Isotopic survey of diagenetic carbonates, at DSDP Leg 63 Holes

Authigenic carbonates, principally calcium-rich dolomites, with extremely variable isotopic compositions were recovered in organic-rich marine sediments during Leg 63 drilling off southern California and Baja California. These carbonates occur as thin layers in fine-grained, diatomaceous sediments and siliceous rocks, mostly deposited during the Neogene. A combination of textural, geochemical, and isotopic evidence indicates these dolomites formed as cements and precipitates in shallow subsurface zones of high alkalinity spawned by abundant CO2 and methane production during progressive microbial decay of organic matter. Depths and approximate temperatures of formation estimated from oxygen isotopes are 87 to 658 meters and 10°C to 50°C, respectively. Within any sedimentary section, dolomites may form simultaneously at several depths or at different times within the same interval. Highly variable carbon isotopes (-30 to +16 per mil) reflect the isotopic reservoir in which the carbonates formed. Oxidation of organic matter through microbial reduction of sulfate at shallow depths favors light-carbon carbonates such as those at Sites 468 and 471; heavy-carbon carbonates at Site 467 most likely formed below this zone where HC**12O3**- is preferentially removed by reduction of CO2 to methane during methanogenesis. An important controlling factor is the sedimentation rate, which dictates both the preservation of organic matter on the sea floor and depth distribution of subsurface zones of organic-matter decay.

Geochemistry of hydrate gas and water at DSDP Hole 84-570

Molecular and isotopic measurements of gas and water obtained from a gas hydrate at Site 570, DSDP Leg 84, are reported. The hydrate appeared to be Structure I and was composed of a solid framework of water molecules enclosing methane and small amounts of ethane and carbon dioxide. Carbon isotopic values for the hydrate-bound methane, ethane, and carbon dioxide were -41 to about -44, -27, and -2.9 per mil, respectively.
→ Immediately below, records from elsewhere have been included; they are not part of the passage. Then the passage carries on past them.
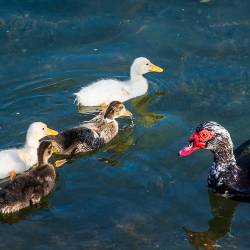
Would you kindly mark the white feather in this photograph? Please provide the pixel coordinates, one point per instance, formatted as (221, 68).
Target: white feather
(108, 90)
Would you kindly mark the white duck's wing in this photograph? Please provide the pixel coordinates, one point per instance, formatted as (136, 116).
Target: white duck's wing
(103, 91)
(9, 161)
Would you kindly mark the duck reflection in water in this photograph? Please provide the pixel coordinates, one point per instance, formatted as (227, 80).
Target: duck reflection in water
(117, 149)
(222, 211)
(141, 106)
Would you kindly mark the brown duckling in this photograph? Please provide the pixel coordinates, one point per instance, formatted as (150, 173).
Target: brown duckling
(30, 187)
(91, 135)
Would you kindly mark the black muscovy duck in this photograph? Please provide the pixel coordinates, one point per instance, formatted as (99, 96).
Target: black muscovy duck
(229, 174)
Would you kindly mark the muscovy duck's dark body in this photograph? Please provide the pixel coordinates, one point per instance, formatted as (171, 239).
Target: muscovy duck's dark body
(229, 174)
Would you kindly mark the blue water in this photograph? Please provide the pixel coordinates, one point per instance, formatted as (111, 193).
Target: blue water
(134, 193)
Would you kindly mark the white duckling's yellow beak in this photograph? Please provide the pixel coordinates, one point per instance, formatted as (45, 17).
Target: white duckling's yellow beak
(154, 68)
(51, 132)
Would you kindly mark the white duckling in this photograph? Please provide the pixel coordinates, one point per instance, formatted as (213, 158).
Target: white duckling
(13, 161)
(103, 92)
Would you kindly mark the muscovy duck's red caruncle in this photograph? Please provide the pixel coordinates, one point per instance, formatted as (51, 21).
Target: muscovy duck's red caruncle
(229, 174)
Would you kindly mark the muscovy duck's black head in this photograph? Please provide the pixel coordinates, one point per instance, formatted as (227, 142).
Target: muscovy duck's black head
(212, 136)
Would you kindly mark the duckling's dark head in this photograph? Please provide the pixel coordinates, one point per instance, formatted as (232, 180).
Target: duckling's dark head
(208, 135)
(44, 152)
(116, 109)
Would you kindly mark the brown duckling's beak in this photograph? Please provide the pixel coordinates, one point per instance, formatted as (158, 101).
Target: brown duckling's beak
(55, 150)
(154, 68)
(51, 132)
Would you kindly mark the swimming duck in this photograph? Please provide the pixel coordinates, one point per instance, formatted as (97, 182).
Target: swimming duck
(30, 187)
(229, 174)
(105, 91)
(13, 161)
(93, 134)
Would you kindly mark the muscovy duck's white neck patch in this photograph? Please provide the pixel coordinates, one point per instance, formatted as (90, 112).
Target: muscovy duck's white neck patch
(224, 168)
The d13C-C1 values are consistent with void gas values that were determined to have a biogenic source. A significant thermogenic source was discounted because of high C1/C2 ratios and because the d13C-CO2 values in these sections were also anomalously heavy (or more positive) isotopically, suggesting that the methane was formed biogenically by reduction of heavy CO2 . The isotopically heavy hydrate d13C-C2 is also similar to void gas isotopic compositions and is either a result of low-temperature diagenesis producing heavy C2 in these immature sediment sections or upward migration of deeper thermogenic gas. The salinity of the hydrate water was 2.6 per mil with dDH2O and d18OH2O values of +1 and +2.2 per mil, respectively.